Add Sybase (ticker:SY) to the list of Bay Area tech companies attracting the attention, and investment, of suitors who don’t love them for who they are, but want to change them into who they’d prefer them to be. (Think Carl Icahn and BEA, or ValueVest and Ampex).
On Friday the Dublin-based maker of database software found out that it had a new second-largest shareholder when funds associated with Sandell Asset Management (SAMC) revealed in an SEC filing that they owned 5.4 million shares of the company, or 6 percent.
In the Friday filing, SAMC said it’s chief executive, Thomas Sandell, had sent a letter to Sybase CEO John Chen “expressing concern for the discount at which the Issuer’s stock is currently trading,” which presumably helped facilitate SAMC’s current position in SY shares. The letter went on to cite “various reasons for the poor performance of the stock.” To be helpful the new Sybase investor included a PowerPoint demonstration in which it called the company’s main database infrastructure platform a “cash cow” that was generating too much money just sitting on its balance book. SAMC likes Sybase’s newer “mobility” line of products and think they could be spun off into their own IPO.
On Monday, Sybase filed its short-but-sweet reply to Sandell, saying “we appreciate your thoughts,” and reminding him that the Sybase board “regularly reviews the subjects in your letter, including use of cash” as it focuses on opportunities to “drive shareholder value.” It ended with the assurance that “Sybase welcomes the views of its shareholders, and the Board will consider your letter in that regard.” What, as opposed to some kind of do-something-or-else threat?
Sybase also filed a letter it sent to employees on Monday in which CEO Chen wished to “share some brief thoughts with you.” Bottom line was that everybody should stay focused on their work.
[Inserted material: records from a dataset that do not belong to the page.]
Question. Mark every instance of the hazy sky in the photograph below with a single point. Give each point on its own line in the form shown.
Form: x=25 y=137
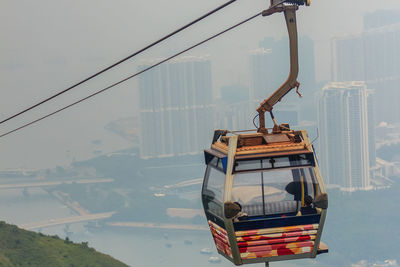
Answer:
x=48 y=45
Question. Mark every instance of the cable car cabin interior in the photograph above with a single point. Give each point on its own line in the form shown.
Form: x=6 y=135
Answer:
x=264 y=197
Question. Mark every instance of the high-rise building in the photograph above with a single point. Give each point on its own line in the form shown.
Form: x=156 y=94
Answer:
x=373 y=56
x=176 y=110
x=343 y=143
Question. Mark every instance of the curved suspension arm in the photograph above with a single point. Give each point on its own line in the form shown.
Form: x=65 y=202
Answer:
x=291 y=82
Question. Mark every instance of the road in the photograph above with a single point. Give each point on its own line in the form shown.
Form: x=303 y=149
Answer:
x=67 y=220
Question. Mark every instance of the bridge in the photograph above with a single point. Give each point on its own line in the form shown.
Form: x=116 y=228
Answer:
x=66 y=220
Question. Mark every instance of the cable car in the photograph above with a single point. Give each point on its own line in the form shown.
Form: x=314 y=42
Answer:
x=263 y=194
x=264 y=197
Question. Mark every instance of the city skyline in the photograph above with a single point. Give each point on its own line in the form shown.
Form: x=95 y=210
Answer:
x=344 y=145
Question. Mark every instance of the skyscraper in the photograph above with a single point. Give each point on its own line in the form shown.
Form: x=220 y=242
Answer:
x=176 y=108
x=373 y=56
x=343 y=143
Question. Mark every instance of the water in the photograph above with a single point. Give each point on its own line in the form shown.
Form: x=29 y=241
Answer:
x=135 y=247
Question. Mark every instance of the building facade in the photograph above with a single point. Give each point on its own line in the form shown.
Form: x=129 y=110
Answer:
x=176 y=110
x=344 y=139
x=372 y=56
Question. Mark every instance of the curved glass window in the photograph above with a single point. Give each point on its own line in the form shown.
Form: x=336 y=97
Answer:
x=279 y=191
x=212 y=194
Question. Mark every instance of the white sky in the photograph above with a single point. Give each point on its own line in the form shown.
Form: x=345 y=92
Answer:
x=48 y=45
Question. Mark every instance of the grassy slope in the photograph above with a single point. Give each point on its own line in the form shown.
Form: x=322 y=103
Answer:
x=25 y=248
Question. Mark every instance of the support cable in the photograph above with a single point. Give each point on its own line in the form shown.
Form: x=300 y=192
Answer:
x=119 y=62
x=132 y=76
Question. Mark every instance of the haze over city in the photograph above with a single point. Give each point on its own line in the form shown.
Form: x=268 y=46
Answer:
x=127 y=166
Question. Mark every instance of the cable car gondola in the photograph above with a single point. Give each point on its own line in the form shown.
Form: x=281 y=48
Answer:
x=263 y=194
x=273 y=181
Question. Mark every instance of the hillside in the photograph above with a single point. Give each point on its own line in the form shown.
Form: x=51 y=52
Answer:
x=19 y=247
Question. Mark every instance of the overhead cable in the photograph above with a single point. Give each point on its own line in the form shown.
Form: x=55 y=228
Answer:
x=121 y=61
x=132 y=76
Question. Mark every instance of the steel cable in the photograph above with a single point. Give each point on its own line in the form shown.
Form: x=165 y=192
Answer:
x=119 y=62
x=132 y=76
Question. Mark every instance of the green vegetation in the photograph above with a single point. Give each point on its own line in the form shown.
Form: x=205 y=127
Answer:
x=25 y=248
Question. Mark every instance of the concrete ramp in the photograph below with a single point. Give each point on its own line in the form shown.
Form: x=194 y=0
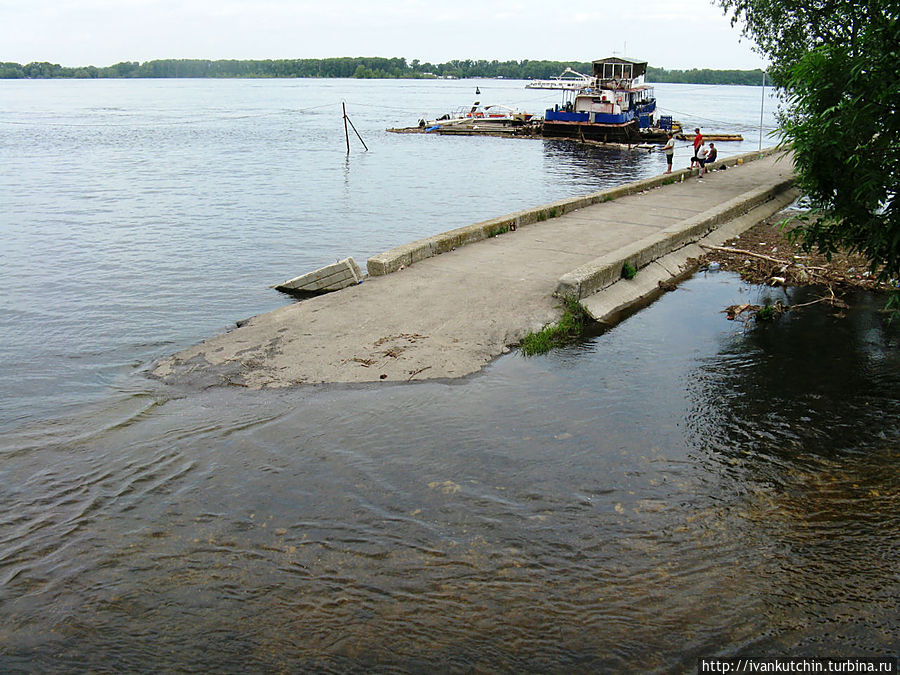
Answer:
x=445 y=307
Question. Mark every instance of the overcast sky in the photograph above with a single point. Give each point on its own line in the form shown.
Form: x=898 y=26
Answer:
x=671 y=34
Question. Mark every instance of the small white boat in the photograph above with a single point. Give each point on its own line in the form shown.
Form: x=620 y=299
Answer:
x=479 y=114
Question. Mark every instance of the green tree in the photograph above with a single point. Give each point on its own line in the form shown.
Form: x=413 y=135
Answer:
x=838 y=65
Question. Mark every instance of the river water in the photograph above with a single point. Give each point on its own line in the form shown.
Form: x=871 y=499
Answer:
x=675 y=487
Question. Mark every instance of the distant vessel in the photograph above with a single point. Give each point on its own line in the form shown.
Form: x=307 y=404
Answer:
x=478 y=114
x=613 y=105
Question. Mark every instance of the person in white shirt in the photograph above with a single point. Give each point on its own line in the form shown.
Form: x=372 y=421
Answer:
x=669 y=149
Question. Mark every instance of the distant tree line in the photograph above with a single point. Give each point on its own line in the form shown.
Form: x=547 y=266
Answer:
x=357 y=67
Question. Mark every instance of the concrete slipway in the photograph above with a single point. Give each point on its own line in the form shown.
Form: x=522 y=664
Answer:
x=447 y=305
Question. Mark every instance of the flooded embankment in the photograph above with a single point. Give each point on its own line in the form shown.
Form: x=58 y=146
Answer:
x=679 y=486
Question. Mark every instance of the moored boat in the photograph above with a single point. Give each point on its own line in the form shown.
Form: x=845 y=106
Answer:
x=494 y=114
x=613 y=105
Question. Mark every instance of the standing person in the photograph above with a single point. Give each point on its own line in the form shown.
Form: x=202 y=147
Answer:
x=702 y=153
x=712 y=154
x=669 y=149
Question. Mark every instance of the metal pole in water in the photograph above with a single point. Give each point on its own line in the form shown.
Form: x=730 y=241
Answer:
x=346 y=130
x=761 y=107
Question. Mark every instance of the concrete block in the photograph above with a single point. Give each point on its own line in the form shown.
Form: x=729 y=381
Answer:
x=329 y=278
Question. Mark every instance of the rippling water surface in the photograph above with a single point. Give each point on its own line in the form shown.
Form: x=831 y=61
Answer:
x=678 y=486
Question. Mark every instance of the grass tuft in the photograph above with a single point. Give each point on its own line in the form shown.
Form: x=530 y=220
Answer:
x=569 y=327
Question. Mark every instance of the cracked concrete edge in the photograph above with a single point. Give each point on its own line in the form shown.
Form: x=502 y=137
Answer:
x=658 y=274
x=606 y=270
x=405 y=255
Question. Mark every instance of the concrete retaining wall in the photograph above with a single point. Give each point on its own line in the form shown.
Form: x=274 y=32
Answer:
x=407 y=254
x=606 y=270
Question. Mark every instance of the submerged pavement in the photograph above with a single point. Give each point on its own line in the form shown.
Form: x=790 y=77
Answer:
x=448 y=315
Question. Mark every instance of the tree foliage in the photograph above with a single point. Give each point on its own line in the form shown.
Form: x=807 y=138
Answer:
x=838 y=64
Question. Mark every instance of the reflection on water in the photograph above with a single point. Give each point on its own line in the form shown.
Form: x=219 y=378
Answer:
x=679 y=486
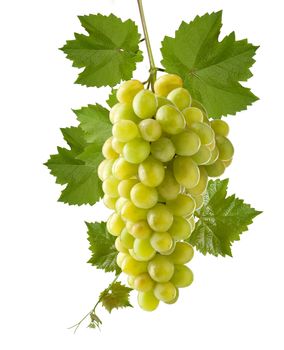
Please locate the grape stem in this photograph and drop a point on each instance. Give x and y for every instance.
(153, 69)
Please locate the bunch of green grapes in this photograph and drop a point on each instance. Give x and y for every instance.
(155, 173)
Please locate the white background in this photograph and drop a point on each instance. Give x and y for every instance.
(46, 284)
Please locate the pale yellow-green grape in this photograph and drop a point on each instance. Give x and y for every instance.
(127, 239)
(123, 170)
(130, 212)
(147, 301)
(150, 129)
(115, 224)
(151, 172)
(128, 90)
(204, 131)
(181, 229)
(122, 111)
(125, 130)
(136, 151)
(140, 229)
(145, 104)
(165, 292)
(216, 169)
(160, 218)
(169, 188)
(143, 249)
(110, 186)
(183, 205)
(161, 269)
(225, 147)
(192, 115)
(163, 149)
(180, 97)
(143, 196)
(125, 186)
(161, 242)
(166, 83)
(171, 119)
(220, 127)
(133, 267)
(186, 171)
(202, 184)
(182, 277)
(186, 143)
(143, 283)
(203, 156)
(182, 254)
(107, 150)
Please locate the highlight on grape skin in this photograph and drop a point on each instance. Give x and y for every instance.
(157, 163)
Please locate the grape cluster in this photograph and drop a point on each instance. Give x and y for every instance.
(155, 173)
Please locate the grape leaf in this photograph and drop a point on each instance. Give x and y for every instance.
(211, 69)
(108, 53)
(221, 220)
(115, 296)
(94, 121)
(102, 247)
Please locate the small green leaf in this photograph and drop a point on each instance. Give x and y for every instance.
(108, 53)
(211, 69)
(221, 220)
(102, 247)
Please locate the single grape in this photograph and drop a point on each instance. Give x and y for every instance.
(171, 119)
(136, 151)
(145, 104)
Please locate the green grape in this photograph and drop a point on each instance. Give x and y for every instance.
(151, 172)
(180, 229)
(192, 115)
(133, 267)
(128, 90)
(202, 184)
(216, 169)
(163, 149)
(166, 83)
(132, 213)
(127, 239)
(143, 196)
(180, 97)
(140, 229)
(115, 224)
(182, 254)
(147, 301)
(183, 205)
(186, 171)
(203, 156)
(125, 186)
(143, 250)
(204, 131)
(220, 127)
(107, 150)
(125, 130)
(160, 218)
(182, 277)
(171, 119)
(169, 188)
(165, 292)
(143, 283)
(161, 241)
(145, 104)
(186, 143)
(110, 186)
(225, 147)
(161, 269)
(136, 151)
(150, 129)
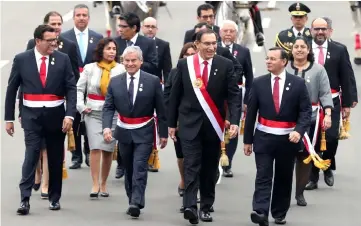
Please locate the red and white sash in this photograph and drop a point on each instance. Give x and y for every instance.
(42, 100)
(133, 123)
(275, 127)
(205, 100)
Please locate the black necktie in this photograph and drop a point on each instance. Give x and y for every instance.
(131, 91)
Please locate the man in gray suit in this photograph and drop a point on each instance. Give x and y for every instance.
(135, 95)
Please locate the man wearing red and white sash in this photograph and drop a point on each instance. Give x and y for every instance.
(284, 115)
(135, 95)
(47, 79)
(203, 83)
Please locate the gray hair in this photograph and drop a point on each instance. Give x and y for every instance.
(133, 49)
(81, 6)
(231, 22)
(329, 22)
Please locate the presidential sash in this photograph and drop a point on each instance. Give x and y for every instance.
(205, 100)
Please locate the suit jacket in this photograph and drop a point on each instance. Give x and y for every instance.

Oh, and by the way, he reminded employees “about our procedures for responding to outside inquiries”: forward them to the proper channels in management.
Sybase may have reason to be particularly wary of its new beau.
Earlier this month SAMC, some of its employees and Sandell himself “settled an enforcement matter with the Securities and Exchange Commission” related to certain trades of shares in Hibernia Corporation in 2005. “Without admitting or denying the SEC allegations” the company agreed to pay a $650,000 civil fine, Sandell himself agreed to pay a $100,000 civil fine related to the SEC’s so-called Short Sale Rule, and the company agreed to “disgorge” $7.5 million in estimated losses it avoided by its tactics. Sandell and the employees were also “censured” under the SEC’s Advisers Act.